As I turned around in my seat, Lindsey returned. “Is now the time we talk about Ash?” she asked, sitting.
“Sure,” I said. “Although I don’t have any problem talking about him when he’s here, either.”
She laughed. “You two make a great team. Your senses of humor are so similar it’s frightening. Are you sure you’re not my own child?”
“If I’d come out of your gene pool, I’d probably be six inches taller,” I said. “Then all my pants would be too short.”
“Who are you calling short?” Ash asked, sliding into his chair.
“No one,” Lindsey and I said together, and then laughed at the same time.
Ash shook his head in mock sorrow and murmured something about not being able to leave us two alone.
The rest of the meal passed in a similar lighthearted fashion, but underneath, I kept wondering the same thing: Exactly how uncontrollable was Brad Lacombe’s temper?
Chapter 10
The next day, Saturday, was a bookmobile day, but instead of being my normal bright self, I started off the morning yawning and wishing for a couple more hours of sleep.
“Up late last night?” Julia asked. “Did you and Ash go barhopping?”
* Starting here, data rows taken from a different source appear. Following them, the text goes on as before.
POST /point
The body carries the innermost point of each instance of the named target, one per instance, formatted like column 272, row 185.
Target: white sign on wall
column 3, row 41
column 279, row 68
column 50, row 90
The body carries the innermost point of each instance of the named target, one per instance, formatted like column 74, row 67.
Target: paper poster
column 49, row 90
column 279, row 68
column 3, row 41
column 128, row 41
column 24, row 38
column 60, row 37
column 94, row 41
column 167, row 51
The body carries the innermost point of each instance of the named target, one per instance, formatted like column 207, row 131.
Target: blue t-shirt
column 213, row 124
Barhopping in Chilson wouldn’t have taken very long since there was only one establishment in town dedicated to the serving of alcohol. Half a dozen restaurants had bar areas, but I wasn’t sure if those would count. “We had dinner with his mom and ended up back at her house playing trivia games.”
Julia looked down at Eddie. “What do you think, my furry friend? Could there possibly be a more romantic way to spend an evening?”
“I like Lindsey. She’s funny. And smart.”
“Are you dating her or her son?”
I couldn’t think of any response that didn’t involve sarcasm, and since I’d recently promised my mother that I would try to avoid being sarcastic for at least a week, just to see how it felt, I flicked on the turn signal and said, “Is that Mr. Zonne’s car?”
Julia looked at the church parking lot. “It is indeed. What kind of story do you think he’ll have for us today?”
It was bound to be a good one. After the death of his wife, Lawrence Zonne, a sprightly white-haired octogenarian, had returned home to Tonedagana County from a retirement community in Florida. Mr. Zonne had vision sharper than an eagle’s and a memory that retrieved information faster than Wikipedia and with far more accuracy.
I parked, Julia opened the door to Eddie’s carrier, and we went about getting the bookmobile ready for business, which amounted to flipping open the laptop computers, unstrapping the chair at the back desk, and unlocking the back door.
Mr. Zonne bounded up the stairs. “My dears, I was so sorry to hear about your macabre discovery. What a dreadful thing!” He spread his thin arms wide and gave Julia a massive hug, which then got transferred to me. “More dreadful for Dale Lacombe,” he said into my hair, “but then Dale was a dreadful man.”
“You knew him?” I asked as I was released.
“In a way.” Mr. Zonne paused and squinted at the ceiling. “The rat bast . . . sorry, that miserable son of . . . no, sorry . . .” He pursed his lips. Finally, he said, “Dale Lacombe was the low bid for an addition to our house some thirty years ago. And there was a reason he was low bidder.”